Zanzibar import bill falls

ZANZIBAR has posted a big drop in the value of imports for the first time in the past seven months due to the shortage of dollars.

Traders spent Sh115.7 billion on goods ordered from abroad for August 2023 compared with Sh162.9 billion in July, according to the data collected by the Office of Chief Government Statistician.

The 29.0 percent— about Sh47.2 billion— fall has come when global prices of major imports went up because of shortage of dollars.

The drop in import bill was largely attributed by a Sh15.3 billion fall in expenditure on intermediate goods used by manufacturers from Sh52.7billion in the July 2023.

Zanzibar manufacturers largely rely on foreign markets for the supply of materials.

Expenditure on fuel, the main driver of the import bill, also dropped from Sh57.7billion in July to Sh52.7 billion in August.

The fall in value of fuel orders largely mirrors a reduction in prices of Murban crude oil from peaks of about $130 per barrel in March 2022 to about $96 today. Zanzibar imports refined fuel from Murban crude oil, largely from the United Arab Emirates.

The expenditure on food and live animals imports, however, declined to Sh16.3 billion from Sh42.0billion in July on the back of increased price of food products such as sugar and rice.

The price of sugar has increased from less than Sh2,000 to Sh3,000 per kilogramme within a short period of three months this year, as consumers called for government intervention.

Exporters earned Sh6.2 billion in August, dropped by 14.3 percent from Sh7.7 billion in July.

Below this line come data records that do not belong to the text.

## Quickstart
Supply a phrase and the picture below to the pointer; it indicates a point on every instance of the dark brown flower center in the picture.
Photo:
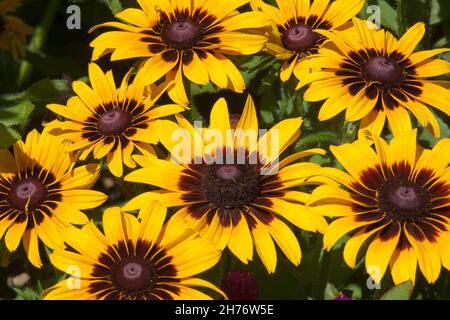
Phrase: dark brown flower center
(403, 197)
(231, 186)
(240, 285)
(181, 34)
(299, 37)
(114, 122)
(29, 192)
(383, 70)
(135, 274)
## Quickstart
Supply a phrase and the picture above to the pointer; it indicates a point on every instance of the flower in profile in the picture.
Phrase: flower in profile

Income from food products and live animals, Zanzibar’s largest source export by earnings, decreased from Sh4.7 billion in July to Sh3.7billion in August, while machinery and transport equipment exports went down from Sh1.8 billion in July to Sh112.4million in August.

A widening import-export gap also piles some pressure on the shilling as the demand for dollars outstrips the supply.

Zanzibar has over the years struggled to narrow its goods trade deficit partly due to reliance on traditional farm produce exports such as horticulture and rice.